Widowers’ Houses was Shaw’s first play, staged in 1892, following his unsuccessful publication of five novels. It is an astonishingly assured piece of work, highly effective in performance as a social comedy. It is a comedy, however, with imposing dramatic solidity makes penetrating observations of the causes and consequences of the grinding of the faces of the poor routinely indulged in by hypocritical rich men on the make.
It is also a comedy, which, mutatis mutandis, could almost have been written yesterday. This is signified by the maps from Charles Booth’s Inquiry into Life and Labour in London (1863-1903), which are reproduced on the walls and floor of the set. The streets that we all know well are colour-coded in seven categories: Wealthy; Well-to-do; Good ordinary earnings; Mixed; Poor; Very poor; and Lowest class; vicious, semi-criminal.
As the play opens, in the garden restaurant of a Rhineland hotel, Cokane (Stefan Adegbola), a snobbish know-it-all, is instructing Harry Trench in the art of condescending to the lower classes, despite the fact that Harry himself has aristocratic connections. (It is a masterstroke of edgy casting to hand the role of Cokane to Stefan Adegbola, a black actor. Adegbola seizes the role and presents it exuberantly, without ever overacting.)
I think Shaw would have approved, while finding the casting, on the face of it, as it were, a bit odd.
Cokane’s lectures guide us through the revelations of the various characters’ true motives, which occupy Act 2. This, again, but in an entirely different way, gives unexpected depths to the idea of what, in 1892, you would expect social comedy to be.
It is not just the accounts that emerge of how landlords treat the exigent tenants. These are bad enough, but as, at a cracking pace, these accounts emerge, the educated, civilized, cultivated men involved turn on each other in very nasty ways. If it were not so funny it would be wretchedly upsetting. What a shower! See how they turn on each other––and how swiftly they abandon their pretensions to gentility.
Act 3 takes everybody back onto an even keel.
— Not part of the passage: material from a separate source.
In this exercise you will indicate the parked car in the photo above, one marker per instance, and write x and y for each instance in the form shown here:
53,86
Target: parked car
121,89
They are getting what they always wanted––and getting it without having to apologise for their treatment of the poor (and of each other).
Alex Waldmann as Harry Trench, Patrick Drury as Sartorius, a slum landlord, and Rebecca Collingwood, as his sweetly smiling, socially and financially ambitious daughter, are all splendid.
And, as Lickcheese, a rent collector with, apparently, a social conscience, Simon Gregor gives a performance of spectacularly hilarious unpleasantness which balances Adegbola’s Cokane in its portrayal of a bounder adjusting his ways and conscience to his pecuniary advantage.
All this, I am pleased to tell you, takes us through just two hours of high octane entertainment and provocation of thought.
There’s a lot to be said for early Shaw.